Explore the Potential with AI-Driven Innovation
This comprehensive focused library is produced on demand with state-of-the-art virtual screening and parameter assessment technology driven by Receptor.AI drug discovery platform. This approach outperforms traditional methods and provides higher-quality compounds with superior activity, selectivity and safety.
We pick out particular compounds from an extensive virtual database of more than 60 billion molecules. The preparation and shipment of these compounds are facilitated by our associate Reaxense.
In the library, a selection of top modulators is provided, each marked with 38 ADME-Tox and 32 parameters related to physicochemical properties and drug-likeness. Also, every compound comes with its best docking poses, affinity scores, and activity scores, providing a comprehensive overview.

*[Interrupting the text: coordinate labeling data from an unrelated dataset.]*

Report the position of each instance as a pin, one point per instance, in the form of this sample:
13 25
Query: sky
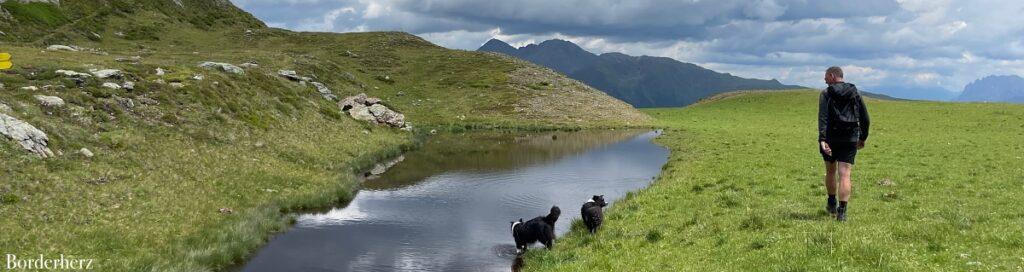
907 48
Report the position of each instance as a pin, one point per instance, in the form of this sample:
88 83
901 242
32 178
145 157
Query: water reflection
446 206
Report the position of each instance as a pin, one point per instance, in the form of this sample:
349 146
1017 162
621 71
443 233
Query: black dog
592 214
538 229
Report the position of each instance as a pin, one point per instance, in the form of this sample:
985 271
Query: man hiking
843 126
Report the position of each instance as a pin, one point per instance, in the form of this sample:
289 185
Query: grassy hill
196 178
743 191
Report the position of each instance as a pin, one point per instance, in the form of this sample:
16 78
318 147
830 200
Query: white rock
108 73
49 101
361 112
29 137
325 92
112 85
86 152
57 47
72 74
223 66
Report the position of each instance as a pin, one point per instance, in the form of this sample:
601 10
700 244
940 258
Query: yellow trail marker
5 61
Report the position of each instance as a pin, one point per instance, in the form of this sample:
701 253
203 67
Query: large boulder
223 66
108 73
49 101
324 91
57 47
29 137
72 74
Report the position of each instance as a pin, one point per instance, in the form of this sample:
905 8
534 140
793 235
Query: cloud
921 44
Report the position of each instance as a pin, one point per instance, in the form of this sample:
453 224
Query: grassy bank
742 191
196 178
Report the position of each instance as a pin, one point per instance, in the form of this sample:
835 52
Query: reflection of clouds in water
351 213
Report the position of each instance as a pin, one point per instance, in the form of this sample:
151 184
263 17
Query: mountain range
640 81
994 89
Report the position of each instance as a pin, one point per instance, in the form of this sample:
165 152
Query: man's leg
830 186
845 188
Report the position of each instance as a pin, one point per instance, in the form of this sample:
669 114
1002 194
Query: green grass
742 191
258 144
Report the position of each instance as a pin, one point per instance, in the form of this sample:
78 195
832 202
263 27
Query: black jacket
842 115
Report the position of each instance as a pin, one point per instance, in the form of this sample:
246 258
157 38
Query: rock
49 101
223 66
111 85
291 75
29 137
361 112
147 101
57 47
321 88
129 59
125 102
72 74
108 73
86 152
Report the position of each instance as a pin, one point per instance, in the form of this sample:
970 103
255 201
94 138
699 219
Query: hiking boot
830 207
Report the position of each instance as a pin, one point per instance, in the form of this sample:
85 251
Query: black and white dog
539 229
592 214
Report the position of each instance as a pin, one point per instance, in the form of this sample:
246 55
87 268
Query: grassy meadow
937 189
156 195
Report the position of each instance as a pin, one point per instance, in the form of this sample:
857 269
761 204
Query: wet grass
742 191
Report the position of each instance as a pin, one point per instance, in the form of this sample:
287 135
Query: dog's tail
553 216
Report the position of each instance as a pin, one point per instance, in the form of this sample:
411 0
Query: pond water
446 207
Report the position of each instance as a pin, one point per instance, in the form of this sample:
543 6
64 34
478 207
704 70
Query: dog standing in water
592 214
538 229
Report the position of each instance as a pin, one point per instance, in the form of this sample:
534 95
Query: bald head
834 75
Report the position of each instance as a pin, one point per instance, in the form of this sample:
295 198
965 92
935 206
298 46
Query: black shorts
842 151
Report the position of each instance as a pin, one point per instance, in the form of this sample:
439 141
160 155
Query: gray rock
49 101
223 66
291 75
361 112
111 85
29 137
86 152
57 47
321 88
108 73
72 74
147 101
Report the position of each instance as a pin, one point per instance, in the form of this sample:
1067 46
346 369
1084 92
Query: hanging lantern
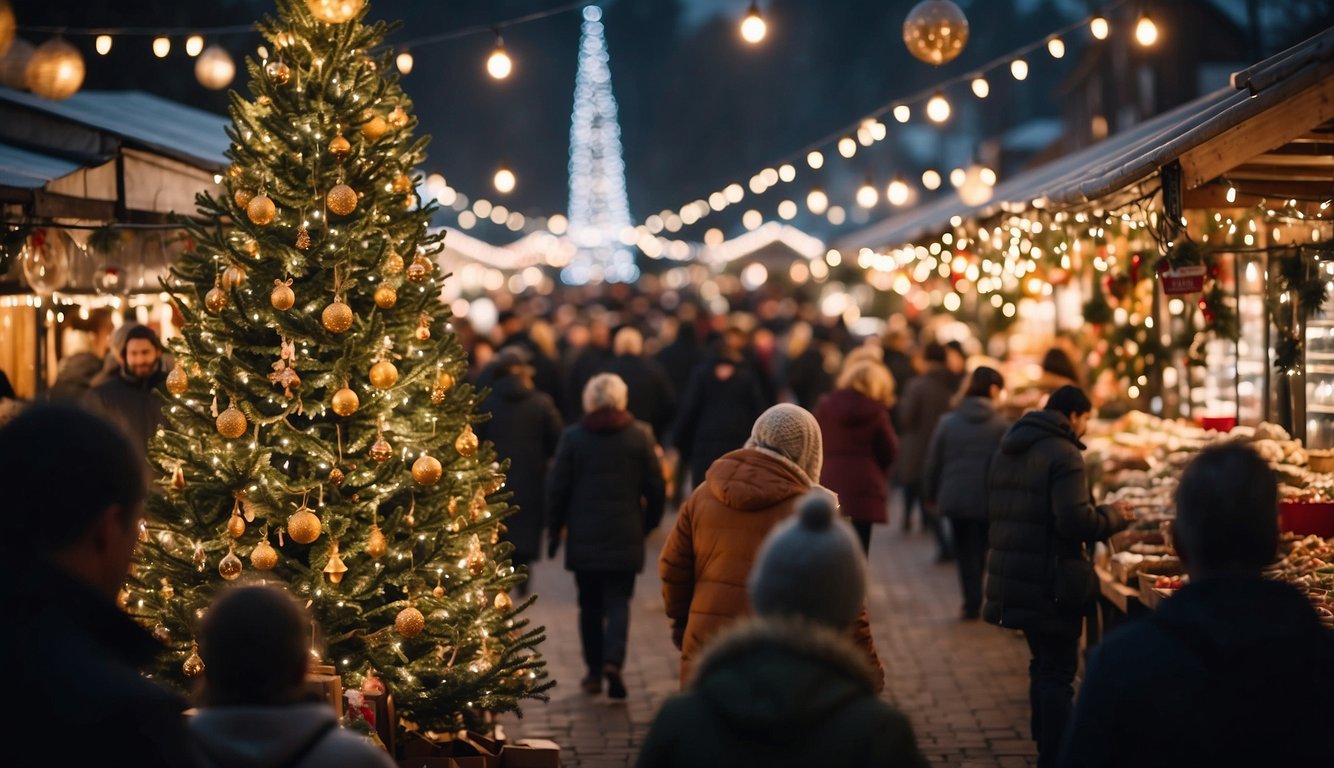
55 70
935 31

We use our state-of-the-art dedicated workflow for designing focused libraries for enzymes.
Fig. 1. The sreening workflow of Receptor.AI
The procedure entails thorough molecular simulations of the catalytic and allosteric binding pockets, accompanied by ensemble virtual screening that factors in their conformational flexibility. When developing modulators, the structural modifications brought about by reaction intermediates are factored in to optimize activity and selectivity.
Key features that set our library apart include:
partner
Reaxense
upacc
A0A0B4J2F2
UPID:
SIK1B_HUMAN
Alternative names:
Salt-inducible kinase 1B
Alternative UPACC:
A0A0B4J2F2
Background:
Putative serine/threonine-protein kinase SIK1B, also known as Salt-inducible kinase 1B, is classified as a probable serine/threonine-protein kinase. This classification suggests its involvement in phosphorylation processes, which are critical for regulating a variety of cellular functions including cell division, metabolism, and apoptosis.
Therapeutic significance:
Understanding the role of Putative serine/threonine-protein kinase SIK1B could open doors to potential therapeutic strategies. Its involvement in key cellular processes makes it a promising target for drug discovery efforts aimed at treating diseases through modulation of kinase activity.